Film

Review: Political Intrigue, Human Drama and Forensic Investigation Collide in Gripping Assassins

With more than our own fair share of political headaches to navigate the last four years, you’d be forgiven for not following the saga around the 2017 assassination of North Korean leader Kim Jong-un’s older brother, Kim Jong-nam. The presumed heir to their father Kim Jong-il’s dictatorship, he was murdered in a brazen and somewhat confusing attack in broad daylight in the middle of the Kuala Lumpur International Airport. Two women approach him separately, snuck up behind him and wrapped their hands around his face (like someone playing a “Guess who?” game) and rubbed a deadly poison directly into his eyes. He was dead within an hour, and the women were long gone.

Assassins

Image courtesy of the film.

The death made international news, at first because of the notoriety of the victim. But soon, as details emerged about the women who attacked him and how the assassination came to be, the details in the case made it seem more like something out of a crime novel than real life. Documentarian Ryan White (Ask Dr. Ruth, Good Ol’ Freda, The Case Against 8) unpacks all the sordid details in Assassins, offering enough of a history lesson on North Korean politics to place the drama while following the trial of the two women eventually arrested for their role in the bizarre and tragic crime. It’s a captivating film that deftly unravels the story of the investigation and the circumstances leading up to the murder that, if it weren’t all there in CCTV footage, agency reports and testimony, would be too strange to be believed.

Though Kim Jong-nam’s death and the subsequent investigation, trial and its outcomes are public knowledge (and easily discovered through any simple web search), going into Assassins knowing as little as possible about the case will only help one truly appreciate the care White takes to build a film that walks its viewers step by step through every twist and turn. The filmmaker makes the deliberate choice to tell the story of Siti Aisyah and Doan Thi Huong, the two women who carried out the deadly attack on Kim, rather than dig into any number of other interesting angles surrounding the event (including the widely accepted belief that his death was ordered by younger brother Kim Jong-il himself). While exploring how they came to be involved, under what pretenses they carried out the crime and how the Malaysian courts responded to the deadly events, the film makes the case that forces far beyond their control conspired to execute a politically motivated murder in the middle of the day.
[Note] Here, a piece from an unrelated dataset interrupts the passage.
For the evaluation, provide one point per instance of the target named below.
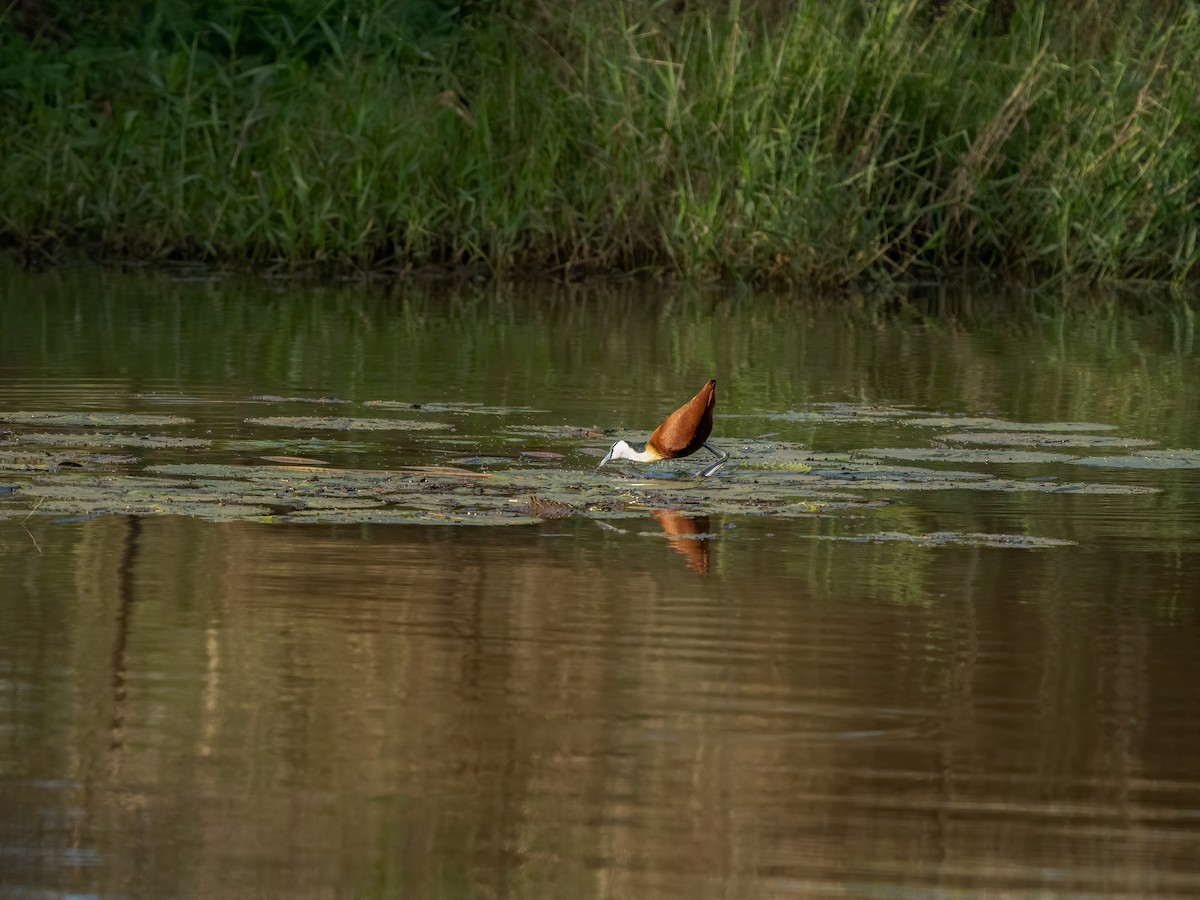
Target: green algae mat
(430, 463)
It’s frankly remarkable the number of narrative threads White manages to weave together in this complicated story. Washington Post journalist Anna Fifield serves as a strong grounding point for the uninitiated; her familiarity with the region and history of reporting on the Kim dynasty goes a long way to add context and perspective to the overarching significance of both the events themselves and how they transpired. White not only features Aisyah and Huong themselves, but interviews their parents as well, as confused as anyone as to how their daughters found themselves caught up with a conspiracy to assassinate someone as prominent as Kim Jong-nam. And with the help of investigators assigned to the case and the lawyers defending Aisyah and Huong, the film unpacks with forensic precision exactly what happened minute-by-minute the day Kim was attacked.

In a pop-culture moment when a true-crime documentary, podcast, book or article is never far away, an exceptional work like Assassins should rightfully move to the front of any To See list. Where others rehash a story that’s been told a million times or take a take-by-numbers approach to their subject matter, White’s film is both an intriguing look at an unexpected political drama and a deeply thoughtful exploration of the ripple effects of that drama on the unsuspecting.

Assassins is now streaming via virtual cinemas, including at Music Box Theatre. A portion of your rental goes to support the theater while it’s closed.